Counting the Changes of Random Δ02 Sets

by Santiago Figueira, Denis R. Hirschfeldt, Joseph S. Miller, Keng Meng Ng, and André Nies



Status: published in the Journal of Logic and Computation 25 (2015) 1073 - 1089.

Availability: journal version and preprint

Abstract. We study the number of changes of the initial segment Zs | n for computable approximations of a Martin-Löf random Δ02 set Z. We establish connections between this number of changes and various notions of computability theoretic lowness, as well as the fundamental thesis that, among random sets, randomness is antithetical to computational power. We first give some lower bounds for the number of changes of Zs | n for computable approximations of Z, and establish a hierarchy theorem: allowing more changes yields new ω-c.e. ML-random sets. We also examine the number of changes of approximations for computably random sets. We then show that each nonempty Π01 class has a low member Z with a computable approximation that changes only o(2n) times, and hence there is a low ML-random set with this property.

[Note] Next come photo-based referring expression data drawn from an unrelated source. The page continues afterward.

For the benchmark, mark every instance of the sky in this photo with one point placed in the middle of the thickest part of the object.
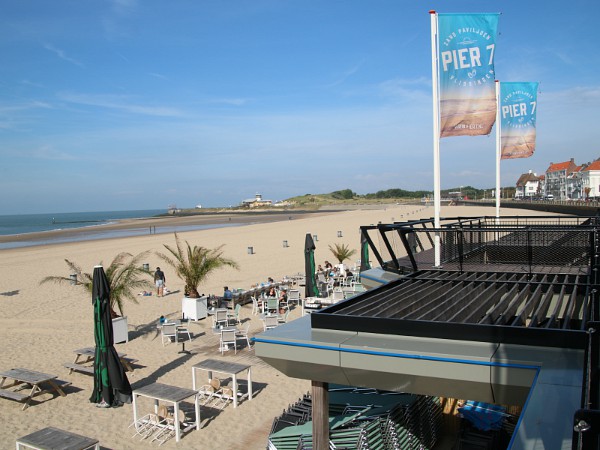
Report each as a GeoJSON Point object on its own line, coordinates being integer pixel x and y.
{"type": "Point", "coordinates": [129, 104]}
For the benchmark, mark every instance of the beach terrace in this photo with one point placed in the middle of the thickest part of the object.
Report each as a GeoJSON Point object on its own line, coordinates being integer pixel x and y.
{"type": "Point", "coordinates": [507, 318]}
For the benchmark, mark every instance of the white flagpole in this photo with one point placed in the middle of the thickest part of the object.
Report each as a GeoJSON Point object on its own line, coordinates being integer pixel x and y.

On the other hand, we prove that every superlow ML-random set satisfies a stronger randomness notion called balanced randomness, which implies that for each computable approximation and each constant c, there are infinitely many n such that Zs | n changes more than c2n times. We also study the notion of being ω-c.e.-tracing introduced by Greenberg and Nies, showing that superlow sets cannot be ω-c.e.-tracing, and that every ML-random set that is not ω-c.e.-tracing is balanced random. We introduce the lowness property of being ω-c.e.-jump dominated, which we show lies strictly between jump traceability and array computability. We extend our result that no superlow set is ω-c.e.-tracing by showing that every superlow set is ω-c.e.-jump dominated, while no set that is ω-c.e.-tracing can be ω-c.e.-jump dominated. We also examine some relationships between being ω-c.e.-tracing, being ω-c.e. jump dominated, and randomness theoretic notions of highness, and give applications to the study of (weak) Demuth cuppability.